Evet bugün Birmingham'daydım. Çok büyük hayallerle sabah 10'da yola çıktım Londra Victoria otobüs istasyonundan. Dünyaca ünlü Cadbury Çikolata fabrikasını görecektim çünkü ve dağıttıkları beleş çikolatalardan mutluluk hormonu salgılayıncaya kadar yiyecektim. Saat 13:00...Gelmişiz bile dedim ama etrafa bakar bakmaz aklıma gelen ilk şey ; otobüs, tren, uçak...Londra'ya hangi toplu taşıma aracı ilk gidiyorsa onla geri dönmek oldu resmen.İngiltere'nin en büyük ikinci şehrinin bu denli çarpık bir kentleşmeye sahip , genel olarak sanayi yönünden gelişmiş, tarihi mimari yapıdan çok çok uzak ve bu kadar Avrupa ile alakasız bir şehir olacağını hayal etmezdim, yakıştırmazdım herhalde. Her yerde tadilat var ayrıca. Belki birgün sonra gitseydim 10-20 Haziran arası yapılacak Yiyecek Fuarı'nda daha keyifli dakikalar geçirebilirdim.:). Gezdiğim şehirlerden en az 300-400 fotoğraf ile döndüğüm olurken Birmingham'da sadece 112 adet fotoğraf çekip gelmem durumu özetler aslında.
Çikolata fabrikası demiştim değil mi? Saat 3 de kapanıyormuş yahu! Bildiğiniz ortada kaldım. Hiç bu kadar acemi bir seyahat geçirdiğimi hatırlamıyorum. İş bu durumum böyle hâl alınca attım kendimi Sanat Müzesi'ne...İşte bir saat kadar takıldıktan sonra beğendiğim dört beş tablo dışında sizleri eğlendirecek tek şeyin aşağıdaki fotoda bulunan yaprak modeli ablam olabileceğine karar verdim. Bu şehir içimdeki sanatçı ruhuyla bile dalga geçirtti bana.
Neyseki günümü renklendirecek bir atraksiyon yakalamıştım Sanat Müzesi'nin en alt katında. "T-Rex The Killer Question" isimli dinazorlar diyarını anlatan bu hareket eğlenceliydi oldukça.

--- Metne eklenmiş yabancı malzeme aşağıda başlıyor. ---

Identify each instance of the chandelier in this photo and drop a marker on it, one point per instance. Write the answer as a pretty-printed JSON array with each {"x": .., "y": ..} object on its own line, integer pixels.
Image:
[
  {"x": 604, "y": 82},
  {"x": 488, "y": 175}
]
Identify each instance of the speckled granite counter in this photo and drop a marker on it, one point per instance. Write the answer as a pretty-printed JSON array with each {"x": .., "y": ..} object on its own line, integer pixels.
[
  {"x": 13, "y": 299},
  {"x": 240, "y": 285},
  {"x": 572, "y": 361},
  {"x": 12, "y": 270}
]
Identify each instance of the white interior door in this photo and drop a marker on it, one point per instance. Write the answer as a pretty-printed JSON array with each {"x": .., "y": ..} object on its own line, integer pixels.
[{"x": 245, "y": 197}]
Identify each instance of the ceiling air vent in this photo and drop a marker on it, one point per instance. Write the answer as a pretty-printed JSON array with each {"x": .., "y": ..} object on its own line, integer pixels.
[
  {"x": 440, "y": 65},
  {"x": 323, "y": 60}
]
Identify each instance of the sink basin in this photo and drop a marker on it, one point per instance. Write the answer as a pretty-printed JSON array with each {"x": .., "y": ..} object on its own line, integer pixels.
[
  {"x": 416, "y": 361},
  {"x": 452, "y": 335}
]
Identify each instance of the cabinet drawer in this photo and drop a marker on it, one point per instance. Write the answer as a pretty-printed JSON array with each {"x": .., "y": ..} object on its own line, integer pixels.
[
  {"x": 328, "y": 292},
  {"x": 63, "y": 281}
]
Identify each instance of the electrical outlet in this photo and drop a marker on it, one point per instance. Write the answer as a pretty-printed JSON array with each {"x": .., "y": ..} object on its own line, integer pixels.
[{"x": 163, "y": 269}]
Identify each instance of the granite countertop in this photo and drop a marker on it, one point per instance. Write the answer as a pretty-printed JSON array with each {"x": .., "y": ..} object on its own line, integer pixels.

Kahve molasız seyahat mi olur? Olmazzz...Tam oturdum Gloria Jeans'e, aldım sıcak çikolatamı, gök delindi. Delindi derken mübalağa yok burda, bildiğiniz delindi.Böyle bir yağmur olamaz. Gün zaten o kadar rezalet bir biçimde geçiyordu ki benim için bu yağmurla bir saat boyunca kafede mahsur kalıp gazete okumak zorunda kalmak tüm depresif duygularımı harekete geçirmeye başlamıştı. Haa bu arada uzun süredir merak ediyordum Gloria Jean's Coffee hangi ülkenin şirketi diye. "Avusturalya"imiş. Depresif mod diyince insanı bu moddan çıkaracak tek bir şey biliyorum o da yemek . Yağmurun en şiddetli yağdığı o sırada fırladım karşı restauranta."Cafe Rouge"(Fransız restaurantı). Hemen hemen herkes bilir bu restaurantı. Dünyanın birçok şehrinde şubesi vardır çünkü. Ne yediğim aşağıda bayanlar baylar :)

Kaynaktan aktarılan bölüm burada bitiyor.